Using phrases like “a family tragedy” or “unhappy story” the judges provide a glimpse of some of the empathy and quiet frustration underlying their otherwise-impartial decisions.
For example, in Zesta Engineering Ltd. v. Cloutier, the court introduced the case this way:
This lawsuit is a case study of the risks and consequences of intertwining business, family, and marital relationships. On its face, this proceeding involves claims for breach of fiduciary duty and misappropriation of corporate assets by departing employees, coupled with counterclaims for wrongful dismissal. Beneath the surface it is the unhappy story of the impact of a marriage breakdown on a successful business enterprise, and the decade of litigation that has ensued.
In a case called VanSickle (Elms) v. VanSickle the court began its judgment this way:
This is a family tragedy. The [father’s] relationship with his two children, … is now irreparably shattered. The parties have spent money they could ill afford on four days of trial wherein the [husband] has done his utmost to convince the court that his daughter, a university student, is no longer a dependent and not entitled to any support from him. ….
And from Justice Quinn (who can often be relied on for a little editorializing in his judgments, see my previous Blogs, there is the less-moderate introduction to the decision in Szakacs v. Clarke, where he pointedly tells it like it is:
For best courtroom adaptation of a work of fiction, the award goes to the applicant, Clarissa Olenka Szakacs, who shamelessly feigned what she thought was necessary to convince the court to circumscribe access by the respondent to their almost-six-year-old daughter.
One could sit in Family Court for many years and not encounter such a callously conniving and mendaciously manipulative litigant. …
At several points throughout the trial, Ms. Szakacs emphasized that she was a Christian who practiced Christian values. There must be some key pages missing from her copy of the Bible.
Finally, in a judgment from only a few months ago called De Cruz-Lee v.

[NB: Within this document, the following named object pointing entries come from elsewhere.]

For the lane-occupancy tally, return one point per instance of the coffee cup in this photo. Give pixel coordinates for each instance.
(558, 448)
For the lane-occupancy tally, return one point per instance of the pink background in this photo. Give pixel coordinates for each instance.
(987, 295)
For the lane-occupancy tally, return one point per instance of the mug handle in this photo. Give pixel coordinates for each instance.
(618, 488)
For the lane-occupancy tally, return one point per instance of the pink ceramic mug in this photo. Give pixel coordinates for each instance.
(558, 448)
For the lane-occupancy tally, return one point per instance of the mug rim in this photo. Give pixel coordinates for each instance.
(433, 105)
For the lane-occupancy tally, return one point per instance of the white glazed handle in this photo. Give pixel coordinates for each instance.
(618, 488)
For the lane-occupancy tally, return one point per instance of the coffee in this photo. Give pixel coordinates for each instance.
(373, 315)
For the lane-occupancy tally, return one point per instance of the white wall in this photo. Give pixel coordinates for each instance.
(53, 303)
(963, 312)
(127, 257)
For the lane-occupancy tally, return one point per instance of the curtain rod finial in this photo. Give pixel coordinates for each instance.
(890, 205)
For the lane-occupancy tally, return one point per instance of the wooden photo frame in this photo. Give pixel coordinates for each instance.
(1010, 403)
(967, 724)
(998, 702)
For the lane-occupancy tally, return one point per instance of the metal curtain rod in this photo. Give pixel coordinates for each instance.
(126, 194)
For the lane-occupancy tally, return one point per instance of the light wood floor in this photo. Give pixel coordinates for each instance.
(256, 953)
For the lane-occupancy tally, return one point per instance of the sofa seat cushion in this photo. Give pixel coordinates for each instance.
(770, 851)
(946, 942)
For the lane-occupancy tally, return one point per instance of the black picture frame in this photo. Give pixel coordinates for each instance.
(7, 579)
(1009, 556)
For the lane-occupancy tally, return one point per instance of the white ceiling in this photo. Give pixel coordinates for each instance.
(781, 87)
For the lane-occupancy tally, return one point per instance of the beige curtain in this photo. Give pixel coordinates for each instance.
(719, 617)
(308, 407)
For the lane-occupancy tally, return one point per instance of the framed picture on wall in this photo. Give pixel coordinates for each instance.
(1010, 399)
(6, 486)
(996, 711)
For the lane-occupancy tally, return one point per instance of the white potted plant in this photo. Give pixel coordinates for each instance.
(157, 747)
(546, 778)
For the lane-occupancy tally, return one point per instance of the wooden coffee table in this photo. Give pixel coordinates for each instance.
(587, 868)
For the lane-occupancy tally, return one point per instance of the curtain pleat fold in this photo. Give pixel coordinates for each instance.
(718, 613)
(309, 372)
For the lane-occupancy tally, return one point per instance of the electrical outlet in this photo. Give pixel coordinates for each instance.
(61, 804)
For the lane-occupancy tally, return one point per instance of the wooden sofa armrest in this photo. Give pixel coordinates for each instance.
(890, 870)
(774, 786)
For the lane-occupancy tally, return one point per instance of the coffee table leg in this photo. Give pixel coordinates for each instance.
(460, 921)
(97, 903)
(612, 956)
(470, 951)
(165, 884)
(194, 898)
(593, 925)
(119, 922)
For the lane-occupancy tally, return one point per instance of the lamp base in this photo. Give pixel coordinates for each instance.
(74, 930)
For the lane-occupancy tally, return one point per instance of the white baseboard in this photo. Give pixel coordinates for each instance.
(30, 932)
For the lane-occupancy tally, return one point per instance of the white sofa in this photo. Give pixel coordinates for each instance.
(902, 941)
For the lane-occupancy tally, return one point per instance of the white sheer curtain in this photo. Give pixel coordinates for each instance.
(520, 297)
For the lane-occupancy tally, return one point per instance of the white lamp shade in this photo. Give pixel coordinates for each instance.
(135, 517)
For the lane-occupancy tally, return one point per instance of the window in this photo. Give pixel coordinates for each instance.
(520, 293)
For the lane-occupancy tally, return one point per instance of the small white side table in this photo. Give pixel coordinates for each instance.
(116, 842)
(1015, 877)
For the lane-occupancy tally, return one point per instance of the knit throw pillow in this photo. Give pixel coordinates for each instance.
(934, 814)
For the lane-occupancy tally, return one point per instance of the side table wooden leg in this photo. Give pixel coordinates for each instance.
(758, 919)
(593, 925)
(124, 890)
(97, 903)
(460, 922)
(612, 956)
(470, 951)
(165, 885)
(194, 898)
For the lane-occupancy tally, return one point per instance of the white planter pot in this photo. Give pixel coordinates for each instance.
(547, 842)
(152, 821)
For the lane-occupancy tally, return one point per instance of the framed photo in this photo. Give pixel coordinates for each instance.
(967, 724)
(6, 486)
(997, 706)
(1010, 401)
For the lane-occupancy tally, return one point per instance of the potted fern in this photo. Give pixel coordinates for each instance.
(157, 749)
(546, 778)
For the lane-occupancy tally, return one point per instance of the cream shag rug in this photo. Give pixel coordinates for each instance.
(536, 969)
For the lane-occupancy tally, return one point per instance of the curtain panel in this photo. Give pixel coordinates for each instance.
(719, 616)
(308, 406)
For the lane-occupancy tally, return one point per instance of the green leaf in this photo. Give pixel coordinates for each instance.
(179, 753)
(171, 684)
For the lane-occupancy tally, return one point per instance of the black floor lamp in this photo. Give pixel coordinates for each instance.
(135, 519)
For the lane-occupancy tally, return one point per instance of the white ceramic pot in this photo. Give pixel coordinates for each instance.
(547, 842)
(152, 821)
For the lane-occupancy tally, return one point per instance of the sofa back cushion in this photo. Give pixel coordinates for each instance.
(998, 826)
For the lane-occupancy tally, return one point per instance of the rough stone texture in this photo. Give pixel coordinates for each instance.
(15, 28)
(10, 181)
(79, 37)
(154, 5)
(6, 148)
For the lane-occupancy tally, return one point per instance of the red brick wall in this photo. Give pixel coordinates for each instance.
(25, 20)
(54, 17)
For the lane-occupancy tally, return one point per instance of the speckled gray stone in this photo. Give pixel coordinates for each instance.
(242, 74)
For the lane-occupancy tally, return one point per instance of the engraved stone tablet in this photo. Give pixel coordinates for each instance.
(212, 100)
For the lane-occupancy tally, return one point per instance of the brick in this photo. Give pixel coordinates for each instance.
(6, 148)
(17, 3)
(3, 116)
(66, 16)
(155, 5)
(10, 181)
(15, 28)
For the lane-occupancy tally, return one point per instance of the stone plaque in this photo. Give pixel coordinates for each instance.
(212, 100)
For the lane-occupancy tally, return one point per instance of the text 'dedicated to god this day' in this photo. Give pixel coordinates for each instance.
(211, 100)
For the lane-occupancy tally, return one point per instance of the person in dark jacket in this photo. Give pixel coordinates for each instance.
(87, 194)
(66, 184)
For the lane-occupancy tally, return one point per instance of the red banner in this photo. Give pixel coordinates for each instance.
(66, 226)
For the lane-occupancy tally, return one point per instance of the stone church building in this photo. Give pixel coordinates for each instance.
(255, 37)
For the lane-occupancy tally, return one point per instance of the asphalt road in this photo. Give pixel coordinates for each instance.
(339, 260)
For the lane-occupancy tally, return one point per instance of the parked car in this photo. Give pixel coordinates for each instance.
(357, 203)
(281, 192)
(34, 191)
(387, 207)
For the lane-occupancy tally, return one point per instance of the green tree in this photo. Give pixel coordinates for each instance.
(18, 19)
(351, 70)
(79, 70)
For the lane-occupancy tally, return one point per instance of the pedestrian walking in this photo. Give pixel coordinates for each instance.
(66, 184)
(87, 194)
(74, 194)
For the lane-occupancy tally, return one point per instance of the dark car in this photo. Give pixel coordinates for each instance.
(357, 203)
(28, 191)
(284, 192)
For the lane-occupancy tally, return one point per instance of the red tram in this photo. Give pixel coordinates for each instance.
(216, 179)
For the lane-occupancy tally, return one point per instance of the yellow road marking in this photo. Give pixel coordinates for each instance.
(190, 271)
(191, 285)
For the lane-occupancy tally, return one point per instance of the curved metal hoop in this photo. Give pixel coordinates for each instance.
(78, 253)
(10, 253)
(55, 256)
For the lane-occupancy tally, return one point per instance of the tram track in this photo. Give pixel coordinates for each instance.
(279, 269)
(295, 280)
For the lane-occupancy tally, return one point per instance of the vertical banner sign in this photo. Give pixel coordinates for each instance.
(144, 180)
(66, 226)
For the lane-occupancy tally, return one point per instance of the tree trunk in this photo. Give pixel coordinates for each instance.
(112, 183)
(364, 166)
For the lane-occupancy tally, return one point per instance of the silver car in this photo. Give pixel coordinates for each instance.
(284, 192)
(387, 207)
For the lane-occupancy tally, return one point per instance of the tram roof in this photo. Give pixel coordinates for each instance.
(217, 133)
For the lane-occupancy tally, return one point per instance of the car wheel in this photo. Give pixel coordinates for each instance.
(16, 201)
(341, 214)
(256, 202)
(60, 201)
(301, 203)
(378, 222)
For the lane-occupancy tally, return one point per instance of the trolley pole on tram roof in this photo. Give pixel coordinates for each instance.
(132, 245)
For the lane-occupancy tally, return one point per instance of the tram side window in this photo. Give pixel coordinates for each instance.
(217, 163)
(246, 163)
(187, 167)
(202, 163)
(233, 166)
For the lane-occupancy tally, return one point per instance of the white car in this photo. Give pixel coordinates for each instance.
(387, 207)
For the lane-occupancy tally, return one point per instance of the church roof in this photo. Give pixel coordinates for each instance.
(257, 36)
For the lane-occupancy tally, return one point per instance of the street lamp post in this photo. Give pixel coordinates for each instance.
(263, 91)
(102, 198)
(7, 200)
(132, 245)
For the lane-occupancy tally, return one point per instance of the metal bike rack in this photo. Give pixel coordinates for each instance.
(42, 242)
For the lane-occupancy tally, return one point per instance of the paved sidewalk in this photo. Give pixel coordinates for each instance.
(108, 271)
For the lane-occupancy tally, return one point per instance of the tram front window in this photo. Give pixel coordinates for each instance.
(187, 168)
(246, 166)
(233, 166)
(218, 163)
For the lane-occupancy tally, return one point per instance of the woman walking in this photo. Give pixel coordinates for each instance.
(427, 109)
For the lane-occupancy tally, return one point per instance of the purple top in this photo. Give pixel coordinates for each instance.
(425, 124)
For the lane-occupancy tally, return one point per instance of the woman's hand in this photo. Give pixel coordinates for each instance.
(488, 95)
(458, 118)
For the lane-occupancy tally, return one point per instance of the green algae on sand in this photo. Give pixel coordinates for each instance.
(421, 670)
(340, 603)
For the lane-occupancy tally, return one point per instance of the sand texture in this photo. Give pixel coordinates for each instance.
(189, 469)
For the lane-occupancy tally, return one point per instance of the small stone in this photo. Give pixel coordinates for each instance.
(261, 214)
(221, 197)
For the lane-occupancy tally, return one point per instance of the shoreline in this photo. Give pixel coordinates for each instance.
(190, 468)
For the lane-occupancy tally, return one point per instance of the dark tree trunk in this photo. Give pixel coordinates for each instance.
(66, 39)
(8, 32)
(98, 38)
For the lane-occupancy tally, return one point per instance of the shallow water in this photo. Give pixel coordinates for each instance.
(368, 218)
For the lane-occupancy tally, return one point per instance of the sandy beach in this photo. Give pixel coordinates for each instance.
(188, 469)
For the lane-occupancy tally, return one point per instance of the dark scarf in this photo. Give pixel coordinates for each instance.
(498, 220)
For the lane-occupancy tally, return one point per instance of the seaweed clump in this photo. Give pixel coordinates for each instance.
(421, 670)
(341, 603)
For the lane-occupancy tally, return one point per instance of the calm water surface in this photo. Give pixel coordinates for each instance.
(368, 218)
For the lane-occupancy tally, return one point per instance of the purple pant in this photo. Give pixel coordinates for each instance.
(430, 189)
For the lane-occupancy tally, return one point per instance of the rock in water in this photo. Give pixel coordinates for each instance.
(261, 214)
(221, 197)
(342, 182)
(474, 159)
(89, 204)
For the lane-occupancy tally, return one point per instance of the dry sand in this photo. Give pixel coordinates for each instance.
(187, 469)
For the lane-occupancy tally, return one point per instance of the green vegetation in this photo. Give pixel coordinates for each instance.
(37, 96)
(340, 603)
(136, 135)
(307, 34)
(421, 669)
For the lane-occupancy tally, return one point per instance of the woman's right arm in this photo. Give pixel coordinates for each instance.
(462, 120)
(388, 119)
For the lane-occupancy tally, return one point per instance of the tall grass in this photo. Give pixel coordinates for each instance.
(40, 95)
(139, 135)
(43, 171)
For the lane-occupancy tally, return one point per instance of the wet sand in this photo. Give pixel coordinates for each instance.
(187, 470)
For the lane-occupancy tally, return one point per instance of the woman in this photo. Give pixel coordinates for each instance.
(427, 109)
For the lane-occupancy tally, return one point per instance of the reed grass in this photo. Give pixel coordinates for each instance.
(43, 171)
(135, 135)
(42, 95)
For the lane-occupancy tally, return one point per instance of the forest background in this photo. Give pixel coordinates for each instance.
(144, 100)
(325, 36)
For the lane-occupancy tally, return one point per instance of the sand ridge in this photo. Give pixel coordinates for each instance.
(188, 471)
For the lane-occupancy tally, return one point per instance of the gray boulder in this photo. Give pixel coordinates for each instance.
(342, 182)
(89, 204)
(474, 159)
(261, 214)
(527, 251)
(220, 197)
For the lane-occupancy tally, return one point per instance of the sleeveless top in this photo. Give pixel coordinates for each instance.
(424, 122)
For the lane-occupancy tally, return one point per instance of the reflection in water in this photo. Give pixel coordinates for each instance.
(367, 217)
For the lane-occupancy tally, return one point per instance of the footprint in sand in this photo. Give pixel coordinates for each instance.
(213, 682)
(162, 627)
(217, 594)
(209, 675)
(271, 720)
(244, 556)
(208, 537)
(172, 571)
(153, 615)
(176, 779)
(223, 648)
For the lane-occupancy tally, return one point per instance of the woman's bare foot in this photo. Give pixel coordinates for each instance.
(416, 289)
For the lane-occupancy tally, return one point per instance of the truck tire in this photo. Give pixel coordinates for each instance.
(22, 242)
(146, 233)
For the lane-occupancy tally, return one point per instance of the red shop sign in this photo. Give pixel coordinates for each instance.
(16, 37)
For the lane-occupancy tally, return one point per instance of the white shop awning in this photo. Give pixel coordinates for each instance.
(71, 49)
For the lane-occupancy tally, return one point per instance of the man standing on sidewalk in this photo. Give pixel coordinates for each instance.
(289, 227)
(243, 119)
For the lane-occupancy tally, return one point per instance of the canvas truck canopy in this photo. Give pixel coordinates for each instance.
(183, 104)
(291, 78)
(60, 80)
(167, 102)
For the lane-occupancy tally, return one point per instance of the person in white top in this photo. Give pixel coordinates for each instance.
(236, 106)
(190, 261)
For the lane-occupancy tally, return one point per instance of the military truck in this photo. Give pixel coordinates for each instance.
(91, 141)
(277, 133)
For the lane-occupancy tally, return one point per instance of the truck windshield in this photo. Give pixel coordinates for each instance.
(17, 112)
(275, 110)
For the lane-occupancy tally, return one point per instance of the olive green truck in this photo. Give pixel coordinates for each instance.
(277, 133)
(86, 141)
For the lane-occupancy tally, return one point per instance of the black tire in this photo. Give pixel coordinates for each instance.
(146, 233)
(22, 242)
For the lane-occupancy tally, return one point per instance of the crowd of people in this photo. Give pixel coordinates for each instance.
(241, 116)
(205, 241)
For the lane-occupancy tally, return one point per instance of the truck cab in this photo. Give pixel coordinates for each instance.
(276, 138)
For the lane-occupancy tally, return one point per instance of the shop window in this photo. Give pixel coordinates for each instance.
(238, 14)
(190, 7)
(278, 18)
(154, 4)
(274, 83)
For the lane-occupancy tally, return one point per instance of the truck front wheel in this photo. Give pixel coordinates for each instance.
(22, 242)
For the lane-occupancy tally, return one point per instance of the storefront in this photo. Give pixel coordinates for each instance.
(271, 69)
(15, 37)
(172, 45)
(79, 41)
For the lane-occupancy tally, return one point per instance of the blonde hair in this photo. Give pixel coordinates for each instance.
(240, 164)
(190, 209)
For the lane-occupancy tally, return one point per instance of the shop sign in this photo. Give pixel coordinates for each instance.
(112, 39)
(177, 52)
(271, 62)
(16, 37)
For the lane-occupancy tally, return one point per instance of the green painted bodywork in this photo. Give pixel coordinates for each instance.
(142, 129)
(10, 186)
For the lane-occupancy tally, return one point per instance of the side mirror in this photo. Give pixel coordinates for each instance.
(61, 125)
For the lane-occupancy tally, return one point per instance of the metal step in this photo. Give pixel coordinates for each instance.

Lee, the exasperated yet still-mindful judge said:
1 This case is a classic illustration of the difficulty of obtaining justice when a trial is conducted by a party or parties who are self-represented. Ms. Angela De Cruz-Lee (“Ms. De Cruz-Lee”) was self-represented and conducted the trial by herself. It is said that a person who represents himself has a fool for a client. That saying should add something about how self-representation is about the most expensive trial lawyer you can pay for. … [T]his trial originally was scheduled for one to four days and was set … to settle two issues. On November 17, 2014 a further pre-trial was held. The issues were down to ownership of the home estimated to be a one to two day trial. The trial in fact went on for nine days. The dispute was over an approximate $53,000 held in trust. Regrettably, the costs of this trial will consume most if not all of that amount. I note that Superior Court trials in Family Court are governed by a variety of rules. These rules are designed to ensure trials are expeditiously run at some cost efficient level. At this trial, those rules meant nothing. …
In writing this judgment, I have cautioned myself, that in the end, Ms. De Cruz-Lee was poorly represented and I am going to have to make allowance for that fact in making my decision.
Judges are only human. Such sentiments are no real surprise in light of the parade of difficult, doubtless heart-wrenching family disputes that come before them daily – some of which should never have been aired in a Canadian courtroom at all.